La légende forgée après Thermidor veut que Maximilien de Robespierre ait eu un regard bleu glacial et des lunettes vertes. Mais qu'en savons-nous vraiment ? et comment le savoir, plus de deux siècles après la mort de l'Incorruptible ?

I. Maximilien de Robespierre vu par Marie Marguerite Charlotte de Robespierre, sa sœur

Peu fiables, presque toujours postérieurs à cette mort, tableaux et gravures ne permettent guère d'en juger. D'après Marie Marguerite Charlotte de Robespierre (1760-1834), sœur du grand homme, le portrait reproduit ci-dessous, de tous ceux qu'elle a pu voir, serait le plus ressemblant.

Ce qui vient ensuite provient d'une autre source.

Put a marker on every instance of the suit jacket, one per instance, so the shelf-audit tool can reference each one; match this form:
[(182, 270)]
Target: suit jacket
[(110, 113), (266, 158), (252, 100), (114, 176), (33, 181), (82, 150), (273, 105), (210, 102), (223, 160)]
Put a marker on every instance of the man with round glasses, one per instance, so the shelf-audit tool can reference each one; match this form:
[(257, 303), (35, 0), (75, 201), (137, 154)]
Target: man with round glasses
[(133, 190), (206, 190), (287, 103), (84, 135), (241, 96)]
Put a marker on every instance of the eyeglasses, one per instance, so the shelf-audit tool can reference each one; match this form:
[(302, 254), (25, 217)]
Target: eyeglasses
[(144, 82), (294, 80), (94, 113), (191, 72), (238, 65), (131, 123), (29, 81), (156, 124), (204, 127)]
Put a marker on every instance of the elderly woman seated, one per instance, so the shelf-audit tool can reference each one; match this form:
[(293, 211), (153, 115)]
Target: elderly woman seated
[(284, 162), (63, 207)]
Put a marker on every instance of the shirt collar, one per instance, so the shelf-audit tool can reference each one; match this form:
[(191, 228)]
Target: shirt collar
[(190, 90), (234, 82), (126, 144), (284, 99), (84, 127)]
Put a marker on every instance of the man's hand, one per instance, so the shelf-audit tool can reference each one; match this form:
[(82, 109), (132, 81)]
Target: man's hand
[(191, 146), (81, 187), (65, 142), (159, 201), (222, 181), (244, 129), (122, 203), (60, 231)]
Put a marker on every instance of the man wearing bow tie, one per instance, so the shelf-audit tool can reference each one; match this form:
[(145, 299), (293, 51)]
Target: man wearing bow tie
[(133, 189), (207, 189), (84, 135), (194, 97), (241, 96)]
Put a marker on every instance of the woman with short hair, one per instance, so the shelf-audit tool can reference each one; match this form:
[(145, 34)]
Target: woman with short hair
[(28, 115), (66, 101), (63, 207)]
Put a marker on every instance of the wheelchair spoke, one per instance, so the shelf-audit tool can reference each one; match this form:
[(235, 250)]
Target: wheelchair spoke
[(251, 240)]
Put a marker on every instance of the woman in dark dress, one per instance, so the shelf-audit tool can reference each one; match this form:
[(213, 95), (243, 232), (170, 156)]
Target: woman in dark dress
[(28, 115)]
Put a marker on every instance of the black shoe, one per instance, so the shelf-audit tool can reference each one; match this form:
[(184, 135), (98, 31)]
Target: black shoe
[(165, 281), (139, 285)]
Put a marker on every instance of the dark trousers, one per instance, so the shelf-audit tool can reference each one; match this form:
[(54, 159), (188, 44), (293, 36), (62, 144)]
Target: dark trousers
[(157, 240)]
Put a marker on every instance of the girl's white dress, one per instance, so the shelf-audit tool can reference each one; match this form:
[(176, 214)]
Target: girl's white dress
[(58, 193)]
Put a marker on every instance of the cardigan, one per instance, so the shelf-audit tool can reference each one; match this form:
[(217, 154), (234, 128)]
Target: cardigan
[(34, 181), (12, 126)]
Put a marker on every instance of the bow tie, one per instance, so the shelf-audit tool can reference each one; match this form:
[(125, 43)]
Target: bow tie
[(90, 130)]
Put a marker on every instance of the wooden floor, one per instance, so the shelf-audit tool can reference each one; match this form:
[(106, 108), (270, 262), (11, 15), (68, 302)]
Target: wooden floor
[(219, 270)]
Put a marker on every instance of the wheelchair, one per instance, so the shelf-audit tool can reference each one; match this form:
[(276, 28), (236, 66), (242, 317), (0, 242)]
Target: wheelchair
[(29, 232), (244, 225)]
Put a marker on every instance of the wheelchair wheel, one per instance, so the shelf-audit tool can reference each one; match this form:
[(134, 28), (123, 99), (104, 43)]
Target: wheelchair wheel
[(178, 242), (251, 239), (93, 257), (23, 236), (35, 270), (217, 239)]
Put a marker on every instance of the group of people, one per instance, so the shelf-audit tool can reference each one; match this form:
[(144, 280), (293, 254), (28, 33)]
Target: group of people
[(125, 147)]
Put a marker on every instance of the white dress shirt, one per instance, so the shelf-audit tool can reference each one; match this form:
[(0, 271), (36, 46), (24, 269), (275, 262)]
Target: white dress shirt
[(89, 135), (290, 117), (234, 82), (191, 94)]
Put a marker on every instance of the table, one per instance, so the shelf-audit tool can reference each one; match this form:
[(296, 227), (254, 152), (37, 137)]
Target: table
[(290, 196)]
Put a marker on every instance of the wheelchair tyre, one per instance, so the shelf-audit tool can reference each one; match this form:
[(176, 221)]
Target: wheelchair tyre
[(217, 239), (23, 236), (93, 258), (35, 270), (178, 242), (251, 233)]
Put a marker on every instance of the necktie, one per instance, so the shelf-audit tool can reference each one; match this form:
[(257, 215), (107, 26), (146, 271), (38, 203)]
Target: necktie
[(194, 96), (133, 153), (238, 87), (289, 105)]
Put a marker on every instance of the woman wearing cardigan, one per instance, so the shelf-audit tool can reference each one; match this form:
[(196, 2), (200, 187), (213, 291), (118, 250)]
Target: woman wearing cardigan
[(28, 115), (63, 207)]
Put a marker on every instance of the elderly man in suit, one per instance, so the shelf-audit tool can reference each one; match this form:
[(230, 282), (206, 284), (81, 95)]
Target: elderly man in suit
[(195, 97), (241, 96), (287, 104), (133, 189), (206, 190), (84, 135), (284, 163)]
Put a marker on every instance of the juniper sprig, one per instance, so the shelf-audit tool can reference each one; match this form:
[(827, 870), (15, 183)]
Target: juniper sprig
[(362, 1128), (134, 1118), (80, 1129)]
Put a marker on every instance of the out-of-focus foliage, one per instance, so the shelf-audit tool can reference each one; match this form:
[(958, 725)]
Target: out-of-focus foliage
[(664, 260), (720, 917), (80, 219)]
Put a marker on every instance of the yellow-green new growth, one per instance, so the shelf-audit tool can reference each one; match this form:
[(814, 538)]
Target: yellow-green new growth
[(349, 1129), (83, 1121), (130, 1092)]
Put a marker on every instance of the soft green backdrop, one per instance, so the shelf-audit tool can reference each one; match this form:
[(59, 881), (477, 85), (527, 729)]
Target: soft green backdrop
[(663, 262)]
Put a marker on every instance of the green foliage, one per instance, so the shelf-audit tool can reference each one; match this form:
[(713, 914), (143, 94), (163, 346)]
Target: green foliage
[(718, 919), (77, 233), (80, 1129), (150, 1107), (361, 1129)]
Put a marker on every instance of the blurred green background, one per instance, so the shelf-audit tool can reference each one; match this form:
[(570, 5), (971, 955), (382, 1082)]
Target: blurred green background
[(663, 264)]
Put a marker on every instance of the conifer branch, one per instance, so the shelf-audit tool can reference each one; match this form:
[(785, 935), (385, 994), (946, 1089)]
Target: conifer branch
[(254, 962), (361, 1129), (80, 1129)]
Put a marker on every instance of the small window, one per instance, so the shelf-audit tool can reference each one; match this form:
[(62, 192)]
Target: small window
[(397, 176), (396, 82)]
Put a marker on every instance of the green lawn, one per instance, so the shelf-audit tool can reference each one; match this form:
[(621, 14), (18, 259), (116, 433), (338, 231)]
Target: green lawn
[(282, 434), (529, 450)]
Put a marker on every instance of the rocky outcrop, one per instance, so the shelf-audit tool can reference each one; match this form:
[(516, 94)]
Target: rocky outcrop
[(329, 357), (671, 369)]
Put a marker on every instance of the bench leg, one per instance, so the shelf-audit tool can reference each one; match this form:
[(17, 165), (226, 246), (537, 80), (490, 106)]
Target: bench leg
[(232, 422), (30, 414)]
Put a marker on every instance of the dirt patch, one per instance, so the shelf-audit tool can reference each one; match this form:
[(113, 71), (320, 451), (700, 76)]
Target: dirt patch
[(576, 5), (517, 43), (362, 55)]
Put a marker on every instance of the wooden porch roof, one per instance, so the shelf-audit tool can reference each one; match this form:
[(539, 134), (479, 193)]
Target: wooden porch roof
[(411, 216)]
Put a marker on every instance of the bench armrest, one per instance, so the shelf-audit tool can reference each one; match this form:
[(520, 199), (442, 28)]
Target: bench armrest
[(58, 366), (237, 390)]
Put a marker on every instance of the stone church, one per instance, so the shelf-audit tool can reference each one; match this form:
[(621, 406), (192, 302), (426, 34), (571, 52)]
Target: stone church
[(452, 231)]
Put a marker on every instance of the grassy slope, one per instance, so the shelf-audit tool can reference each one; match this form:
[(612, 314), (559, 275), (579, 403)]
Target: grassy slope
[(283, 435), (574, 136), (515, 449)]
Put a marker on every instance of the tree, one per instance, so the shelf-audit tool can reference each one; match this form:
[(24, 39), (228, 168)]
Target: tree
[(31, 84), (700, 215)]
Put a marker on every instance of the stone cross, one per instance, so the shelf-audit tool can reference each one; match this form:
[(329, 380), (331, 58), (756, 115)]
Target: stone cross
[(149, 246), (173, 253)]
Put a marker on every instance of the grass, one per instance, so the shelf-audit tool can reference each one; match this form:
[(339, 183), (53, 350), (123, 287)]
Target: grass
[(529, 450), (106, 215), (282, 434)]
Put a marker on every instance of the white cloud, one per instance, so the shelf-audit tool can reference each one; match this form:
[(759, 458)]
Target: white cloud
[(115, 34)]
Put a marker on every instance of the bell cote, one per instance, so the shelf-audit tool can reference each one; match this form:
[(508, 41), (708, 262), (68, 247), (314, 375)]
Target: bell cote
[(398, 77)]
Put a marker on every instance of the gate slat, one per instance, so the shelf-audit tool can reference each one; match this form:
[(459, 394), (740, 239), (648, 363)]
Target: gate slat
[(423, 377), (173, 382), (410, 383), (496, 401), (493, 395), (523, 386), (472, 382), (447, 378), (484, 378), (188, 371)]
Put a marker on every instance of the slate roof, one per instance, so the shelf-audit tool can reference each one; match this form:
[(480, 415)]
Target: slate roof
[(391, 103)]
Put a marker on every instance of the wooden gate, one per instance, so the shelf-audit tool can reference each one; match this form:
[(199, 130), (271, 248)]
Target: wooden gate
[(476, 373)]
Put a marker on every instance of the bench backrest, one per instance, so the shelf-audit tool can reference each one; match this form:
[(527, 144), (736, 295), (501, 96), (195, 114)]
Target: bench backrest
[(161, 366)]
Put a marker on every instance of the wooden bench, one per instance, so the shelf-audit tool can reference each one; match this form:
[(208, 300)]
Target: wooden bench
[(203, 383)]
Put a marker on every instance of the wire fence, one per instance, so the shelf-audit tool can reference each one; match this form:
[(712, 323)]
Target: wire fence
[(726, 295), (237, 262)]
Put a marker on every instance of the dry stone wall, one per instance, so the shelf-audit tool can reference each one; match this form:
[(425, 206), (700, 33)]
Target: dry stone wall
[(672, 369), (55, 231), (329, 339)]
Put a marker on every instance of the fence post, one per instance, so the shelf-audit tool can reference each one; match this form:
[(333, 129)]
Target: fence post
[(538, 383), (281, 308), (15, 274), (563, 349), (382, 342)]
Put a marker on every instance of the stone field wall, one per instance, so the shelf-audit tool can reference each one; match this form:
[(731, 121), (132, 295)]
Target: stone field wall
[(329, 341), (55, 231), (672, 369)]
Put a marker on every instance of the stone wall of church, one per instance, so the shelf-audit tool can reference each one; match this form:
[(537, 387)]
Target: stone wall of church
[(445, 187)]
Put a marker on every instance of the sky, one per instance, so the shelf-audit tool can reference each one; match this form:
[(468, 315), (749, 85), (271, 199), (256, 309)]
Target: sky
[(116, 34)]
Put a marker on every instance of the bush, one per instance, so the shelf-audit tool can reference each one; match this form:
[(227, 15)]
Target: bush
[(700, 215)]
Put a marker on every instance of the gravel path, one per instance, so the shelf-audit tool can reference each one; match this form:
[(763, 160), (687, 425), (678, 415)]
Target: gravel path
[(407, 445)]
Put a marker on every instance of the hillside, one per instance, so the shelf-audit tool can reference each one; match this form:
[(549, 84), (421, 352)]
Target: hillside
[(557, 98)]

« Maximilien était d'une taille moyenne et d'une complexion délicate. Son visage respirait la douceur et la bonté, mais n'était pas aussi régulièrement beau que celui de son frère. Il souriait presque toujours. Un grand nombre de portraits de mon frère aîné ont été publiés. Le plus ressemblant de tous est celui qui l'a été par Delpech. Il en est d'autres qui ne sont que d'odieuses charges où l'on s'est appliqué à défigurer ses traits, à leur donner une expression féroce, comme on a cherché à présenter son âme sous un jour affreux. » (1)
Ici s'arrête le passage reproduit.